Rangga hanya bisa meredam emosinya, dengan keingian Ibunya yang begitu kuat. Yang memintanya untuk segera melepaskan status dudanya, padahal istrinya baru saja di kebumikan siang tadi. Sang Ayah yang sedari tadi menjadi penonton setia, hanya bisa mengelus dadanya melihat perdebatan istri, dan anaknya yang tak berkesudahan.
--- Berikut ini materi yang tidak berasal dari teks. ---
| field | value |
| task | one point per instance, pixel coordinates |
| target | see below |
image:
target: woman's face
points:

" Cukup!" dengan raut wajah penuh akan marah. "Terus! kamu akan begini terus? Menduda sepanjang hidupnmu, dan meratapi nasibmu yang di tinggalkan, Rani! dan tinggal menunggu waktu, kapan kamu akan menyusul dia." Dila menatap murka, pada putra tunggalnya.
"Aku baru saja kehilangan wanita yang aku cintai, dan dia baru saja di makamkan. Selama ini hanya ada satu wanita dalam hidupku yaitu, Rani! jadi yang benar saja, Mama meminta aku segera untuk mencari penggantinya."
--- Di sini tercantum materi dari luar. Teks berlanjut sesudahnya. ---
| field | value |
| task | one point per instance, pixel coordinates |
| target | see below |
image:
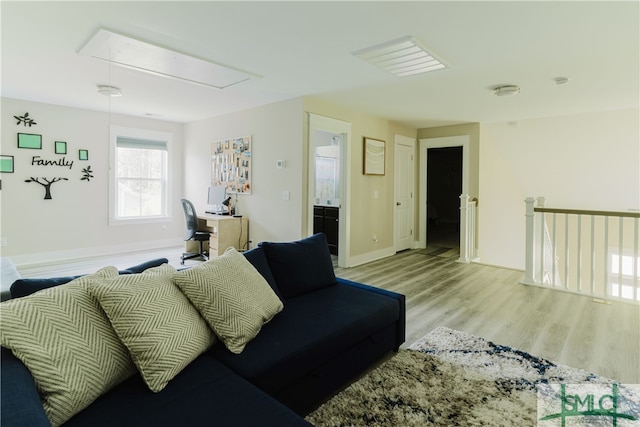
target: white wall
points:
(587, 161)
(74, 223)
(277, 134)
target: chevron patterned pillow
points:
(155, 321)
(232, 296)
(64, 338)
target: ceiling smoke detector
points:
(107, 90)
(506, 90)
"Tapi Mama ingin kamu memberikan kami cucu, Rangga! dan selama ini, Mama sudah sangat bersabar. Kami sudah tua, dan sebelum meninggal, kami ingin melihat cucu kami. Dan tentu saja itu darimu, karena hanya kau satu-satunya anak kami."
"Beri aku waktu, dan aku mohon jangan paksa aku." pinta Rangga, dengan nada memelas.
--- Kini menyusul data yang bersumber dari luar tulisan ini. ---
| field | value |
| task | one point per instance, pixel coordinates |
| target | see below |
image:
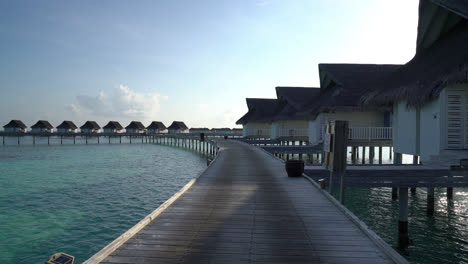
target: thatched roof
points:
(15, 124)
(178, 125)
(135, 125)
(113, 125)
(42, 124)
(431, 70)
(459, 7)
(343, 85)
(293, 100)
(67, 125)
(156, 125)
(260, 110)
(90, 125)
"Mama akan mencarikan wanita untukmu. Kalau kamu sulit, mendapatkannya."
"Ap?! mencarikan aku Wanita! ingat Maa! aku sama sekali tidak akan menyetujui ide gila Mama itu"
"Tidak ada penawaran, Rangga! karena Mama tidak harus meminta persetujuan kamu."
Ifan menghembuskan napas panjangnya, dengan beranjak dari duduknya, menghampiri pada putranya Rangga, yang hanya diam dengan wajah kesalnya.
"Benar apa yang dikatakan Ibumu, Rangga! dan apakah kamu tidak punya keinginan untuk mempunyai anak? kamu adalah anak kami satu-satunya, dan juga kamu seorang pengusaha sukses. Mau di kemanakan harta-hartamu, dan juga perusahaanmu, kalau bukan anakmu yang melanjutkannya."
"Tapi, Pa! Rangga baru saja kehilangan Rani, dan Rangga sangat mencitainya." guratan wajahnya terisi penuh dengan kesedihan, meratap cinta sejatinya yang telah pergi selamanya.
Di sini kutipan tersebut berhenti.